Wulfgar thought, Queen of Heaven, how does he know that? He knows so much more about us than I’d realised.

‘Pottery trading,’ said a voice at his back.

CHAPTER THIRTY-TWO

 



?’ KETIL WAS
turning that dreadful battle-mask in Ednoth’s direction. ‘Go on.’

‘We’d seen examples of the stuff they’re making in Stamford.’ Ednoth’s face was bright and open, his voice cheerful. ‘We’d heard – Wulfgar and I – that Eirik had an interest. We wanted to offer him a deal. We were told we could corner the market south of Watling Street.’

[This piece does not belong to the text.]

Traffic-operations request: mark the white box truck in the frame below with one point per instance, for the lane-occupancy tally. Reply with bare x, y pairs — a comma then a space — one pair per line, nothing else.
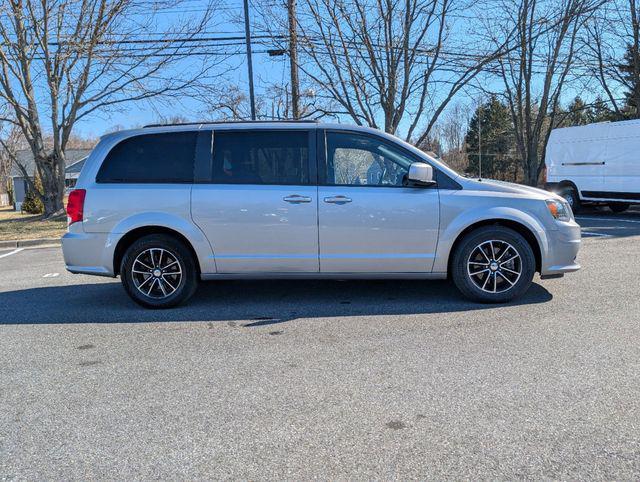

Ketil was already nodding.

Wulfgar was bowled over. Where had all this come from?

‘Who told you this?’

‘Heremod Straddler,’ Ednoth went on, ‘who else? For a share of any profit, of course. But he says the future is in dealing with the Danish states, not fighting them – you, I mean, my Lord.’ He smiled, self-deprecating. ‘Of course, you know all this much better than I do. We didn’t think you’d be interested in a little venture like ours, but we’d be more than happy to have you on board. In fact, we’d be honoured.’